Archives de catégorie : Textes choisis

Alex Hershaft, co-fondateur du Farm Animal Rights Movement sur le lien entre Shoah et condition animale

© Jeff Fleiss – Wikimedia

“J’ai passé mon enfance dans le ghetto de Varsovie, où la quasi totalité de ma famille a péri, massacrée par les Nazis, en même temps que 350 000 autres Juifs polonais.
Les gens me demandent parfois si cette expérience génocidaire a quelque chose à voir avec mon travail pour les Animaux. Je réponds que oui. Mon histoire, mon expérience du massacre des Juifs ont eu tout à voir avec mon travail pour les Animaux.
“Plus jamais ça”. C’était, pour nous, un acte de foi. Un acte de foi de croire que notre sacrifice ne serait pas vain, que le monde serait tellement choqué par ce que l’on nous avait fait qu’il ne permettrait jamais que de telles atrocités soient à nouveau commises, se reproduisent un jour.
En 1975, lorsque j’ai émigré aux Etats-Unis, j’ai visité un abattoir. J’y ai vu des Animaux terrorisés, maltraités, soumis à d’atroces, d’horribles conditions de détention, tandis qu’ils attendaient leur mort. Tout comme les membres de ma famille assassinée dans le camp d’extermination de Treblinka. J’ai vu la même routine, la même routine de tuerie, efficace et impassible, la même qu’à Treblinka. J’ai vu des tas de coeurs, de sabots, d’entrailles, de “déchets” animaux, toutes les parties du corps “inexploitables”, soigneusement empilées, comme les tas de cheveux, de lunettes, de chaussures des Juifs, dans les camps.
Je me souviens de cette citation du célèbre écrivain yiddish Isaac B. Singer : “Pour les Animaux, tous les humains sont des Nazis. Et leur vie est un éternel Treblinka.” Et j’ai compris.

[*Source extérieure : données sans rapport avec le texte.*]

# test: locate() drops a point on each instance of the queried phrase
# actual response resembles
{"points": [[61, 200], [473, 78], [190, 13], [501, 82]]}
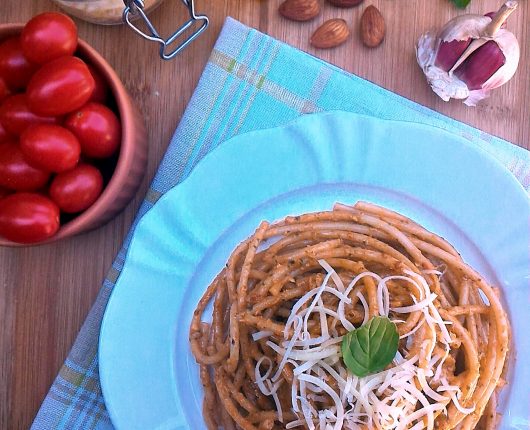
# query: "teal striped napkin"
{"points": [[251, 82]]}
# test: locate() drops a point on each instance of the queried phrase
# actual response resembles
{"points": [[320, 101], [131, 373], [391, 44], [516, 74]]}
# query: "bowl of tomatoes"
{"points": [[73, 146]]}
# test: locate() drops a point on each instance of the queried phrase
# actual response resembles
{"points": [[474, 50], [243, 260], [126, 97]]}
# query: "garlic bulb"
{"points": [[471, 55]]}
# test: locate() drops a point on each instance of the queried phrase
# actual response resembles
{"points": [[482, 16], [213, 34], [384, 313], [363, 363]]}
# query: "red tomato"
{"points": [[97, 128], [4, 192], [48, 36], [60, 86], [101, 90], [14, 66], [15, 115], [50, 147], [4, 90], [4, 135], [28, 217], [77, 189], [16, 173]]}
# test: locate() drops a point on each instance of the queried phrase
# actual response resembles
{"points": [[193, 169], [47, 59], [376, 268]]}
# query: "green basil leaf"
{"points": [[462, 4], [371, 347]]}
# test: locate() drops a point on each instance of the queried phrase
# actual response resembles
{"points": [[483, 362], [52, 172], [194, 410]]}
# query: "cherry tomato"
{"points": [[50, 147], [4, 90], [77, 189], [4, 135], [15, 115], [101, 90], [14, 66], [97, 128], [4, 192], [16, 173], [48, 36], [28, 217], [60, 86]]}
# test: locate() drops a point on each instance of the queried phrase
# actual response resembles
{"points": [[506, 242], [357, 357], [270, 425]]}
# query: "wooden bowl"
{"points": [[125, 173]]}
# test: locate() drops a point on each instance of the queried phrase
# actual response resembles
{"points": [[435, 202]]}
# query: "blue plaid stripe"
{"points": [[251, 82]]}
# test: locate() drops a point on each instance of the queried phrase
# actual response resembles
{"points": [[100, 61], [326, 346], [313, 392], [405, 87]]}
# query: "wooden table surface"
{"points": [[46, 292]]}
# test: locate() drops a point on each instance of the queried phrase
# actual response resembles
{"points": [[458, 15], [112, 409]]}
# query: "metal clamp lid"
{"points": [[135, 8]]}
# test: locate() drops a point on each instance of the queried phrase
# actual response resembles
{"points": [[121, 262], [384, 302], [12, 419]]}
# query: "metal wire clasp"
{"points": [[135, 8]]}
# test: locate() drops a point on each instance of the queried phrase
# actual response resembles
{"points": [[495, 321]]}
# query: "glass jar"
{"points": [[101, 11]]}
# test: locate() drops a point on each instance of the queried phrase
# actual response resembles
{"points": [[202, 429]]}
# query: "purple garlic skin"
{"points": [[470, 56], [449, 53], [481, 65]]}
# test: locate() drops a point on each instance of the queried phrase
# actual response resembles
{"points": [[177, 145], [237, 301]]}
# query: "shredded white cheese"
{"points": [[325, 395]]}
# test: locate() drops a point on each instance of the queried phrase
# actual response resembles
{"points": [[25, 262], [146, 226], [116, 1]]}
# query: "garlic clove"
{"points": [[510, 48], [471, 55], [480, 65]]}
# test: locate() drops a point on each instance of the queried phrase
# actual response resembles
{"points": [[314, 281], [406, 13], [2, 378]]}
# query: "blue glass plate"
{"points": [[148, 375]]}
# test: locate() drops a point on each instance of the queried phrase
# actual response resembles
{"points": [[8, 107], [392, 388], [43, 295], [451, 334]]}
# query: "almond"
{"points": [[299, 10], [345, 3], [330, 34], [372, 27]]}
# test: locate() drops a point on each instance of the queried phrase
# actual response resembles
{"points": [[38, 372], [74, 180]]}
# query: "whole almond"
{"points": [[372, 27], [345, 3], [299, 10], [330, 34]]}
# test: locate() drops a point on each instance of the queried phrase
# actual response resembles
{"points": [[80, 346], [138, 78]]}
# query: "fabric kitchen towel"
{"points": [[251, 81]]}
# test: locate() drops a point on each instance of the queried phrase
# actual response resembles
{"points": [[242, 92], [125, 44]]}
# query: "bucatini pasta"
{"points": [[270, 355]]}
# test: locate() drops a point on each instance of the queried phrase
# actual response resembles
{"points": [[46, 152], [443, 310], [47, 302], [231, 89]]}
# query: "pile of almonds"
{"points": [[335, 31]]}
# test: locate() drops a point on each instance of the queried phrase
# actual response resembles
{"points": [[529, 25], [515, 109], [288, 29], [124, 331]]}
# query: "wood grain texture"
{"points": [[46, 292]]}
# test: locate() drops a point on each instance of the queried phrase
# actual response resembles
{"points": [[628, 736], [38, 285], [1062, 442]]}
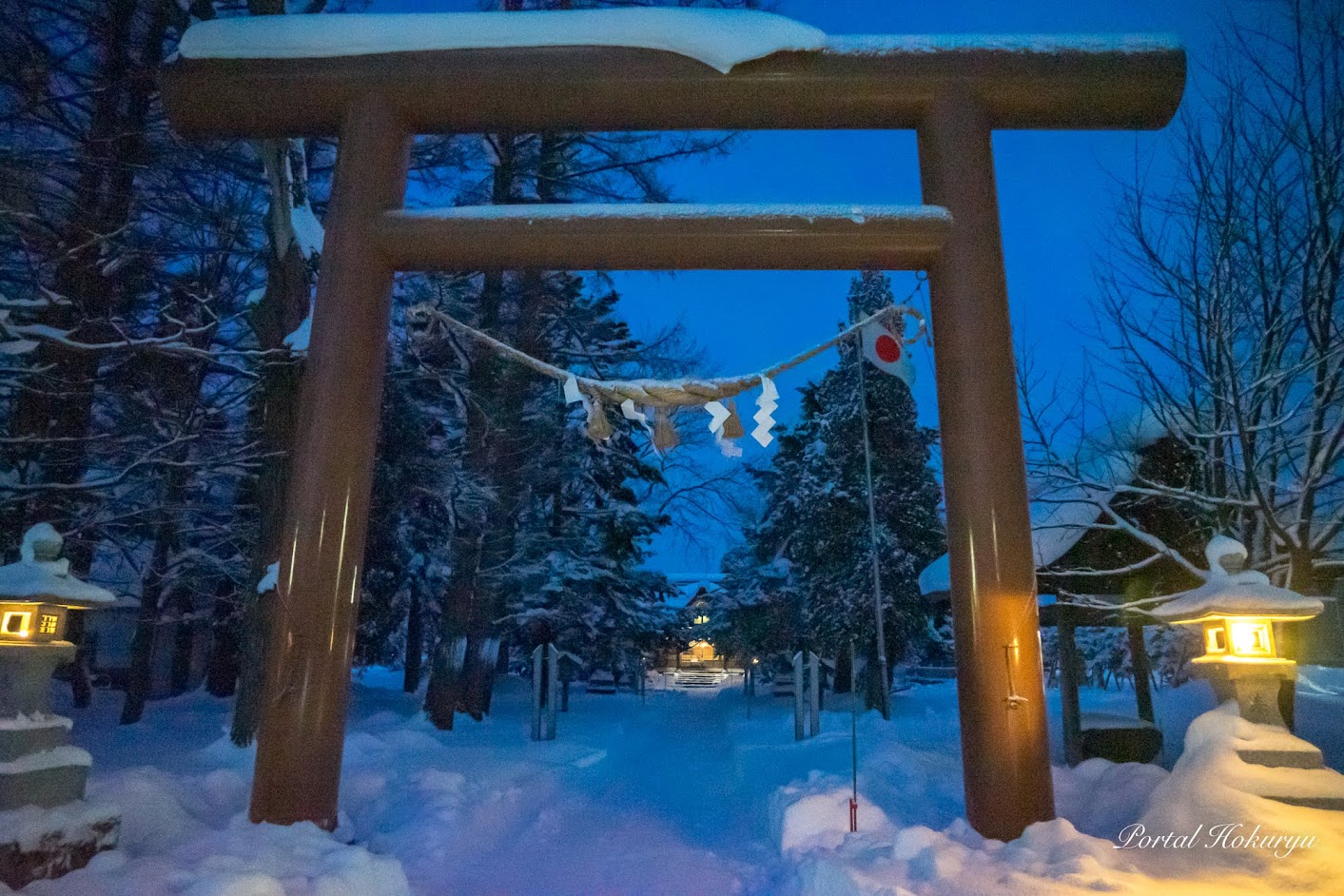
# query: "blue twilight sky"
{"points": [[1057, 192]]}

Je me suis dit : “Plus jamais ça”. “Plus jamais ça” signifie ne plus JAMAIS commettre de telles violences, de telles infamies, massives, à l’égard d’autres êtres vivants. “Plus jamais ça” signifie ne plus JAMAIS élever les Animaux pour se nourrir ou pour n’importe quelle autre forme d’exploitation. C’est à ce moment-là, précis, que je suis devenu activiste pour le droit des Animaux.”

Alex Hershaft, co-fondateur et président de l'”ASBL Farm Animal Rights Movement” (USA)

Je remercie Nouchka Galili de m’avoir fait découvrir ce texte

Martin Gray, La vie renaîtra de la nuit

Je voulais faire partager ce passage extrait de La vie renaîtra de la nuit que Martin Gray, rescapé de la Shoah, a écrit après la disparition tragique de toute sa famille, lors de l’incendie de sa maison, survenu dans le sud de la France :

“Une nouvelle fois, je découvrais la tendresse, la sensibilité profonde des animaux, que trop d’hommes croient avec orgueil sans sentiments. Comment oublierai-je le chat du bord du fleuve, à Varsovie, qui, alors que tant d’hommes n’étaient que bêtes sauvages, était pour moi, enfant pourchassé, la douceur et l’affection !
“Ici, aux Barons, j’avais vu nos chiens puissants se laisser chevaucher par mes enfants, jouer avec eux, en mesurant tous leurs mouvements de manière à ne pas leur faire mal, pleins d’une attention humaine pour le dernier-né. Et sans doute mon chien, au lieu de s’enfuir quand les flammes avaient atteint la voiture, avait-il voulu rester près des miens, jusqu’au bout, périr avec eux.
“Et maintenant Lady, qui souffrait avec moi, qui refusait la nourriture, comme si elle avait voulu se laisser mourir, et il fallait que, morceau après morceau, en lui parlant, en lui présentant longuement la viande, je la force à manger. Il fallait, pour qu’elle accepte, que je lui parle, que je la raisonne. “Tu vois Lady, nous sommes tous les deux. Tu ne veux pas m’abandonner ? Tu ne veux pas me laisser seul ? Tu me restes toi ! Mais il faut que tu manges.”
“Lady me regardait avec ses yeux graves et doux. Elle avalait avec difficulté. Elle se forçait, je le sentais, pour me satisfaire, mais en elle, quelque chose résistait. Elle n’avait plus le désir de vivre. Et pour moi qui devait me décider à chaque seconde à continuer d’exister, la présence de Lady, son désespoir qu’elle ne pouvait exprimer par des mots mais qui était visible dans chacune de ses attitudes étaient une remise en cause de chaque instant. J’avais envie de m’étendre près d’elle et nous serions restés côte à côte, jusqu’à ce que le sommeil nous prenne et nous emporte vers ceux que nous aimions”.

Martin Gray, La vie renaîtra de la nuit, Paris, Le Livre de Poche, 1996.